If the magnet housing is contacted by a control member with a rail head and the magnet is shifted between the plates 60,61 against the flanges 67,68, the field lines can close via the pole shoes, the brake pad parts and the head 31 of the rail 30. so that the wear strips and the filler strip are pulled against the rail with force.

It is noted that in the example shown, the wear strips form part of brake block parts, which engage around the pole shoes 65,66. Many other constructive possibilities are obvious to the expert.

For example, the wear strips could be loose strips attached releasably to the rest of the brake pad members, or directly to the pole shoes 65,66. The invention is not limited to wear strip devices which have a specific shape and / or are attached in a specific manner.

Nor is the invention limited to braking devices of the construction shown in the figure or to braking devices with permanent magnets or to permanent magnetic devices with magnets movable up and down in a housing.

As already noted above, the known magnetic rail brake devices present the problem of plaque formation, which adversely affects the braking effect and requires frequent maintenance, in particular cleaning of the wear strips.

According to the invention, the problem of plaque formation can be overcome at least to a considerable extent by the use of special wear strips made of a suitable type of cast iron. Experiments have shown that plaque formation hardly occurs, if at all, if ductile iron is used for the wear strips. No plaque formation was observed in GGG40 cast iron experiments.

In addition, wear strips of this material at speeds above 80 km / h were found to have a higher friction coefficient than wear strips made of steel 37. "

As indicated above, a filling strip of non-magnetizable material is placed between the wear strips.

The filler strip serves as a magnetic screen, which prevents the magnetic field lines from avoiding the head of the rail. The filler strip also prevents metal parts from getting between the wear strips.

According to the invention, the operation of the magnetic brake can be further improved if the filling strip is manufactured from a special material, which is more resistant to high temperatures than the usual filling strip material (aluminum) and which, if possible, also provides a better braking effect.

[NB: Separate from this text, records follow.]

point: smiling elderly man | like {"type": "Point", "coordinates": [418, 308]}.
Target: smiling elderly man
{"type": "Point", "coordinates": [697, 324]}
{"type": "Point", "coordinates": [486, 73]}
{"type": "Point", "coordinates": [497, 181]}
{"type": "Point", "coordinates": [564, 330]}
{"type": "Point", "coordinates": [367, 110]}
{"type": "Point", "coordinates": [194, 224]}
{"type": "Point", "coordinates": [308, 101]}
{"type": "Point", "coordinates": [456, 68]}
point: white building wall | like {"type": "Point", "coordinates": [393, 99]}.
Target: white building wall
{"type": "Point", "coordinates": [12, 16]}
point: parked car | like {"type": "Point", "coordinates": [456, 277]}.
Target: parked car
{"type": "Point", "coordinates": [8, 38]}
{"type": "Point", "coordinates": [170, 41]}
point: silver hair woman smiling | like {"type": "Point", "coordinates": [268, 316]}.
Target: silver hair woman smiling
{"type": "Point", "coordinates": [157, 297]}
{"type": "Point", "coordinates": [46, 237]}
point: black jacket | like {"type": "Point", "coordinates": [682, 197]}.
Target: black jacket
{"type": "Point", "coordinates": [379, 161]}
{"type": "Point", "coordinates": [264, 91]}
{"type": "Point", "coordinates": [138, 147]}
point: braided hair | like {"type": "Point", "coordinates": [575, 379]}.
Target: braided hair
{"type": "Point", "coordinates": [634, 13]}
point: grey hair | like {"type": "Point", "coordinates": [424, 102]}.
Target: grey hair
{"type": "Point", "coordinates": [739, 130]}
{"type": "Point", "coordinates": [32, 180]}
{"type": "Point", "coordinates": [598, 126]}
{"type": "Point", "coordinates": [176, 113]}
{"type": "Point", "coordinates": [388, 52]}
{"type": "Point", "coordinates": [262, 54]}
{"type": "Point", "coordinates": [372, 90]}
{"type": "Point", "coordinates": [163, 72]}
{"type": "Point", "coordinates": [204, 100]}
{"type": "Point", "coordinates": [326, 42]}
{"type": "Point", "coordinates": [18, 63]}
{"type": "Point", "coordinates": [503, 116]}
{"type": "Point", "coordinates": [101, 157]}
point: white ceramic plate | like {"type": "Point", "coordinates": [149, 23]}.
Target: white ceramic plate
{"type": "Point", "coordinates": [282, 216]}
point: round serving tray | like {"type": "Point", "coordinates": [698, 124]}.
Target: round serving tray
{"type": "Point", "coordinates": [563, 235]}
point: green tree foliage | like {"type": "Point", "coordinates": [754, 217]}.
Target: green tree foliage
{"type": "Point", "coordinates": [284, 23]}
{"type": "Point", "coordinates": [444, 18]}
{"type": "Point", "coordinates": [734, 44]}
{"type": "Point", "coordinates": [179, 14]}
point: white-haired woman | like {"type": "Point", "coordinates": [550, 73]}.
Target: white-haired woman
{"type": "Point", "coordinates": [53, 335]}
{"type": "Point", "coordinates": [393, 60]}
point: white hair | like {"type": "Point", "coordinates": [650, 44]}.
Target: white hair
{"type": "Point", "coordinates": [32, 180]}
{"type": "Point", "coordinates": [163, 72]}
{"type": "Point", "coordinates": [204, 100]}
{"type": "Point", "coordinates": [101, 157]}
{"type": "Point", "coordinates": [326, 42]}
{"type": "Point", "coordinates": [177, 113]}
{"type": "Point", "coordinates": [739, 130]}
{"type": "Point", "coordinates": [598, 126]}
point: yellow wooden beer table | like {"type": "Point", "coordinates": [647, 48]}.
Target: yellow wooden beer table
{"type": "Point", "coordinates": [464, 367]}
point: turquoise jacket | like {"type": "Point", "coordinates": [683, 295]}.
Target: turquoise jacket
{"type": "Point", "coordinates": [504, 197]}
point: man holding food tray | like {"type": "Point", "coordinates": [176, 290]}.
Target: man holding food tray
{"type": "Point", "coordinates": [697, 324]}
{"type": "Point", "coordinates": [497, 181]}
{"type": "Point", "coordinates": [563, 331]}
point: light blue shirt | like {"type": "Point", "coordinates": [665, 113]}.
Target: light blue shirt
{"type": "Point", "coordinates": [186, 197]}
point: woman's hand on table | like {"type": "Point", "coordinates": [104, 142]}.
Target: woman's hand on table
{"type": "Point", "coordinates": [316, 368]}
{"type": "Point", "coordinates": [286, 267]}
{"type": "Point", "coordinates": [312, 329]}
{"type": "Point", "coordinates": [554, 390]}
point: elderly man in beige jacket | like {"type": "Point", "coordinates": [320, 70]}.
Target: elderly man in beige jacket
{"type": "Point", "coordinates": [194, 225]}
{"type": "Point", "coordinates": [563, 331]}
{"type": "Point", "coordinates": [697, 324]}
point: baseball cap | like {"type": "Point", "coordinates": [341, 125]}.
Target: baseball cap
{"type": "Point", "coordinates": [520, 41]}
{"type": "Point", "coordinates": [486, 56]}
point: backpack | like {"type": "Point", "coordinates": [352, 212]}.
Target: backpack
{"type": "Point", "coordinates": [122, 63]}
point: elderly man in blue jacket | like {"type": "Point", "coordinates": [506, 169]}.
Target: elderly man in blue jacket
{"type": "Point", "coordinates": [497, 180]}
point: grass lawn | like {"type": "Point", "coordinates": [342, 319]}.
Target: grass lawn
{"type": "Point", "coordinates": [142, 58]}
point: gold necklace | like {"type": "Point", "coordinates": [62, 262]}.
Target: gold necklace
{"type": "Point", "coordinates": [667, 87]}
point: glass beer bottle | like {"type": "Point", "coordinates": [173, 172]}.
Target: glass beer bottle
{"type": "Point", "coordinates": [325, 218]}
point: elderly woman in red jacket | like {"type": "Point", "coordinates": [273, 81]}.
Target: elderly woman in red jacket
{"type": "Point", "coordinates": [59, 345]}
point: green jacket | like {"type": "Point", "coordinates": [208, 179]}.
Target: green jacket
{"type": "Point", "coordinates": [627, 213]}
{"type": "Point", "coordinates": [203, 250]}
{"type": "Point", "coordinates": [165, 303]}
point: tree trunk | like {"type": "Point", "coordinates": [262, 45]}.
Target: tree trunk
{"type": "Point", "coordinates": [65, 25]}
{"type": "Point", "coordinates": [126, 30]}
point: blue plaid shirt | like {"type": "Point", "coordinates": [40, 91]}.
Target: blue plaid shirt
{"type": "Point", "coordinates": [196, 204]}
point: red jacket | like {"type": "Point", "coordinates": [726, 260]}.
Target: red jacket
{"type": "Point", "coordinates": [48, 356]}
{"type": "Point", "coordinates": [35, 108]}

Testing has shown that nodular austenitic cast iron is a suitable material. This material does not become magnetic and can withstand operating temperatures. A suitable material is, for example, GGG-NiCr 202 with material number 0.7660 according to DIN 1694.

Another advantage of the use of a filling strip of nodular austenitic cast iron is that the wear resistance of the braking device is greatly improved.

It is noted that after the foregoing various constructional modifications of the shown and described example are obvious to the skilled person. For example, the filler strip could consist partly of austenitic cast iron, on the side facing the rail, and partly of a different, non-magnetic material. Such modifications are considered to fall within the scope of the invention.

Claims (2)

Magnetic rail braking device, comprising at least two wear pieces made of ferromagnetic material, which are magnetically insulated from one another by means of at least one filler piece and which are connected to magnetic means, which in operation can provide a magnetic field extending through the wear parts, the wear pieces in operation can be brought into contact with a rail in such a way that the magnetic field can close through the rail, characterized in that the wear parts comprise at least at the location of the parts to be brought into contact with the rail, wear strips made of nodular cast iron and that the filler piece is formed at least on the side facing the rail from nodular austenitic cast iron. Magnetic rail brake device according to claim 1, characterized in that the filler piece is made of material of the type GGG-NiCr 202, material number 0.7660 according to DIN 1694.